Having a variety of teaching experiences, including private institutions, high schools, vocational colleges, and universities, in her career, Yasaman found herself passionate about teaching. From 2014 to 2019, she taught several Art History, Graphic Design principle workshop and Design software courses. As a former skating instructor, player and referee, and in her free time, she likes to skate.
Heather Magusin
M.A. Student in Digital Arts & Humanities
Heather Magusin is a professional
photographer, a cyclist, and a writer. Her research centers on the influence of public discourse on our responses to complex social-environmental phenomena; currently, wildfire is her focus. Her thesis analyzes the Twitter response to the 2016 Regional Municipality of Wood Buffalo wildfire, and her GRA work on the Living with Wildfire research project focuses on wildfire in the Okanagan region. Her other research interests include the intersections of urban design, active transport, and socio-environmental justice, specifically around bike commuting as a tool for emancipation and revolution. In her free time, you can find her outside riding her bike, hiking in the backcountry, nerding out over plants and lichens, or debating passionately about obscure topics.
Tara Nicholson
Ph.D. Candidate in Digital Arts & Humanities
Tara Nicholson incorporates photography and installation within her research creation. She has travelled throughout the Arctic to document climatology sometimes with a blurred line between sci-fi and actual science to render new experiences of northern landscape.

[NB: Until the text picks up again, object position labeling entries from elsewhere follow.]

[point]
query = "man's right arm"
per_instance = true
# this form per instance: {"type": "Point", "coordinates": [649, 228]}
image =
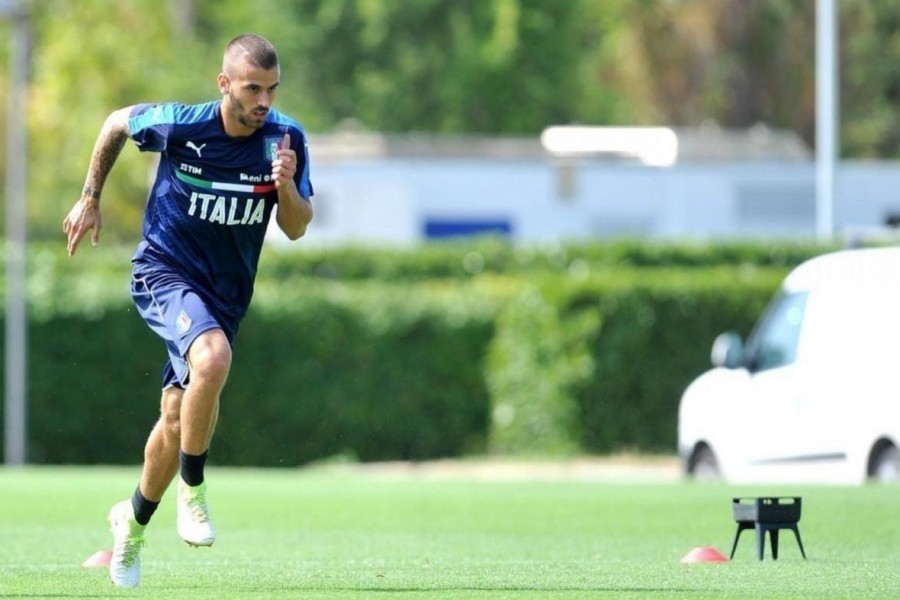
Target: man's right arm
{"type": "Point", "coordinates": [85, 215]}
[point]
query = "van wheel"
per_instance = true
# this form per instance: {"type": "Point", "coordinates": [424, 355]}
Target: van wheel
{"type": "Point", "coordinates": [886, 465]}
{"type": "Point", "coordinates": [703, 465]}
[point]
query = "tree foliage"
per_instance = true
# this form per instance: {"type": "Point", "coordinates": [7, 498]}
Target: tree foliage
{"type": "Point", "coordinates": [488, 66]}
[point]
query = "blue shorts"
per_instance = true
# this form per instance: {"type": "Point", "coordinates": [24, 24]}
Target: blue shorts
{"type": "Point", "coordinates": [174, 309]}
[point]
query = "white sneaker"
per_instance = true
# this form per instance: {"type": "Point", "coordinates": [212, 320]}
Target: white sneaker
{"type": "Point", "coordinates": [128, 538]}
{"type": "Point", "coordinates": [194, 525]}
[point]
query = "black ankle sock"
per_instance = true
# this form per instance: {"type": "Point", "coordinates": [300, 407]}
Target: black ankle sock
{"type": "Point", "coordinates": [143, 508]}
{"type": "Point", "coordinates": [192, 467]}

Nicholson has exhibited across Canada, teaches at the University of Victoria and holds an MFA from Concordia University. Recently she attended ‘Earthed’ a climate-centered residency at the Banff Centre and has received funding from the Canada Council for the Arts and the BC Arts Council. taranicholson.com
Her PhD research will produce a connected body of exploratory landscape studies linking escalating changes within the Anthropocene. Examining rewilding, resurrection biology and extinction studies while witnessing connected waves of Indigenous and setter-allied land activism, Nicholson will explore the role of art within activism and how the interpretation of climate research can affect its outcomes.
Sepideh Saffari
Ph.D. Candidate in Digital Arts & Humanities
Sepideh Saffari is an award-winning artist and
architect currently pursuing her IGS Ph.D. in Digital Arts & Humanities at the University of British Columbia’s Okanagan Campus. She is also a graduate research associate of the AMP lab and a member of the Centre for Culture and Technology. In these affiliated research centers of the university, she has been collaborating on projects such as Aga Khan Garden web app and Water Ways. In 2006, she started her academic education in Architectural Engineering in which she ranked third and first among students in her BA and MA programs respectively. Since then she has held artistic and architectural positions, namely teaching at universities, designing constructed buildings, and working at game and animation companies.
Meg Yamamoto
Ph.D. Student in Digital Arts & Humanities
Meg Yamamoto was born and raised in
Calgary, Alberta. She received her Bachelor of Fine Arts with Distinction in Visual Studies at the University of Calgary, completing her degree through a Study Abroad program in Berlin, Germany in 2014. She was awarded the University of Calgary Silver Medallion in Art in 2015 and spent the following two years studying the geometric, structural, and symbolic properties of Hiberno-Saxon Knotwork. Meg completed her Master of Fine Arts degree in Visual Arts at the University of British Columbia’s Okanagan campus. Her master’s thesis research was funded by the Joseph-Armand Bombardier CGS Master’s Scholarship from the Social Sciences and Humanities Research Council of Canada (SSHRC), and she received a University Graduate Fellowship as well as the Graduate Dean’s Entrance Scholarship from the University of British Columbia. Her PhD research looks at how experiential and artistic responses to the local flora and fauna can be documented in online archives and databases.